Image: In an outbreak of Legionnaires\' disease, finding the exact source as quickly as possible is essential to preventing further infections. Investigators have now developed a rapid test that identifies Legionella pneumophila in less than one hour. The photograph shows the use of the LegioTyper-chip with the MCR microarray analysis platform (Photo courtesy of Jonas Bemetz, Technical University of Munich).
A rapid (approximately one hour) DNA microarray-based assay is set to replace classical culture methods for identification of Legionella bacteria in commercial water systems.

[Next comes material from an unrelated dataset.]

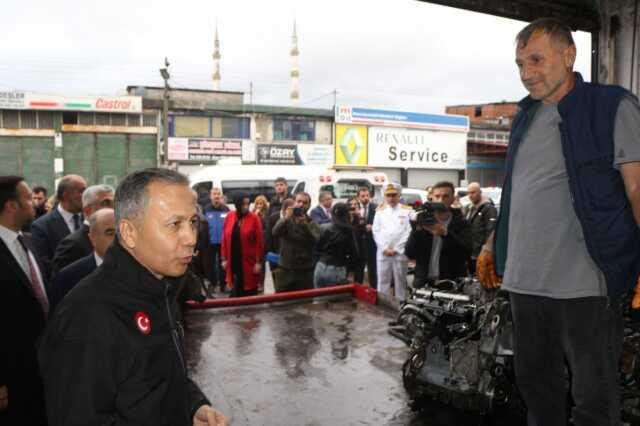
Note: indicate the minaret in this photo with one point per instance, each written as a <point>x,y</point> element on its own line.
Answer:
<point>295,71</point>
<point>216,62</point>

The genus Legionella is a pathogenic group of Gram-negative bacteria that includes the species L. pneumophila, the causative agent of legionellosis (all illnesses caused by Legionella) including a pneumonia-type illness called Legionnaires' disease.

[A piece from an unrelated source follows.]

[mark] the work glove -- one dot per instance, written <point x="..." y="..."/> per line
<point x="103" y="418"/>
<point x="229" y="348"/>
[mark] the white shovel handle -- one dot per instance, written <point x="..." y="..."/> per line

Molecular biological detection methods capable of rapidly identifying viable Legionella are important for the control of engineered water systems. The current gold standard based on culture methods takes up to 10 days to show positive results. For this reason, investigators at the Technical University of Munich (Germany) developed a flow-based chemiluminescence (CL) DNA microarray that was able to quantify viable and non-viable Legionella spp. as well as L. pneumophila.

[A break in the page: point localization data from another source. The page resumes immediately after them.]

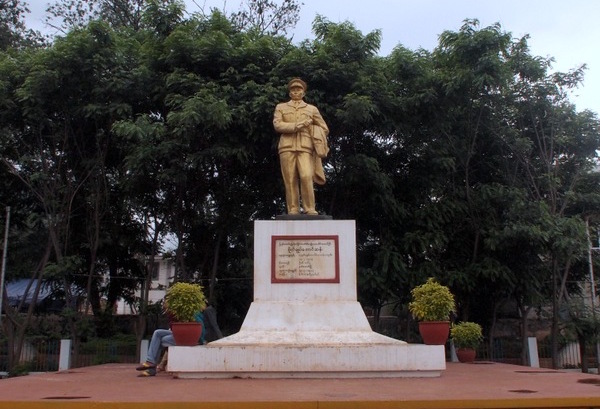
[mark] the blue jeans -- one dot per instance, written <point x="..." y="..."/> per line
<point x="160" y="337"/>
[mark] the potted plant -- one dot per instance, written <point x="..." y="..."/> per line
<point x="432" y="304"/>
<point x="466" y="336"/>
<point x="184" y="302"/>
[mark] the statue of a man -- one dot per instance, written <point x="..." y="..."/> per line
<point x="302" y="144"/>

The assay method depends on a measuring chip that was developed in the context of the "LegioTyper" project funded by the German Federal Ministry of Education and Research. This chip not only detected the dangerous pathogen L. pneumophila but also identified which of the approximately 20 subtypes was present.
The foil-based measuring chip used the microarray analysis platform MCR marketed by the biotech company GWK GmbH (Munich, Germany). Using 20 different antibodies, this system provided a complete analysis in less than one hour.
"Compared to previous measurements, the new method not only provides a huge speed advantage," said senior author Dr. Michael Seidel, lecturer in analytical chemistry at the Technical University of Munich, "but is also so cheap that we can use the chip in one-time applications."